Consider a long time investor-A that owns stock outright and is as much concerned with dividends as stock prices. If this stock is managed by a brokerage for that investor-A; the brokerage could loan that stock to speculator-B, who would sell it on the market to speculator-C. If investor-A did not want to sell, there would be less stock available to the market and the price would remain higher; forcing speculator-C to offer a higher price to entice an investor to sell some stock. But since speculator-B is borrowing and then selling this stock, he is helping his own gamble by adding this borrowed stock for sale to the market, thereby encouraging a price decrease simply by increasing supply. If the price does fall, speculator-B has made a profit when he buys stock from investor-D (who could actually be investor-A dumping the stock to avoid further loss) and returns it to the brokerage. In essence the brokerage has aided and abetted a loss to one of its investor customers, while helping a speculator customer profit. Selling-short does not increase investor equity; however, it does reduce it by the amount of profit made by the short-seller.

So why do stockbrokers offer short selling? Simply to make money; stockbrokers earn a fee each time stock is traded. They do not like investors who purchase stocks and then hold them for years to earn dividends. They want the fees associated with trades and market volatility, and they are happy to help speculators hurt investors. If they can they will turn all investors into speculators.

There is a big difference between investors and speculators. Investors put surplus money in the stock, bond and commodity markets for the long term. They hold stocks for years to receive dividends as a return on capital investment. They buy bonds and hold them to maturity and receive interest payments. They buy commodities and use them to manufacture goods and provide foodstuffs. While the speculator is a pure gambler, buying and selling stocks, bonds and commodity contracts based on price changes, seldom holding them to receive dividends or interest. Only a speculator would sell a stock or commodity short. Only a speculator would buy or sell a stock index contract, betting that the market as a whole will go up or down. Only a speculator would take an option to buy stocks, or sell stocks, rather than commit fully.
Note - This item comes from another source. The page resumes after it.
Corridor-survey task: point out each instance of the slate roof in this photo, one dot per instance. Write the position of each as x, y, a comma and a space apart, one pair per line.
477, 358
As more money flows through the markets to speculate in price changes rather than dividend or interest returns, the volatility of price changes will increase. When earnings reports are low or below market expectations, many stocks fall in price rapidly and somewhat drastically as speculators dump those stocks knowing that with bad reports other speculators will sell such stocks and others will temporarily choose not to buy. In a non-speculative market a stock would drift lower in price, or stagnate for some time. So speculators will move out early, and even sell the markets short to accelerate a decline brought on by perceived weakness, and reap profits for themselves thereby.

Not everyone in the markets is a speculator. If this were the case we would have daily panics and weekly chaos. But the amount of activity in the markets that is strictly speculation is increasing, and we can see this in the changing relationship between dividends and prices. How can a stock, which returns a 4% quarterly dividend to a market that was expecting 5%, have its price drop 5% or more in one day? In the opposite case, the stock price might rise 5% in one day on a dividend of only 1% above market expectations. Investors would not sell or buy enough stock on this information alone to make any noticeable price changes. Only speculators can do this, because speculators are working a pure gamble, based on near term strength or weakness of companies.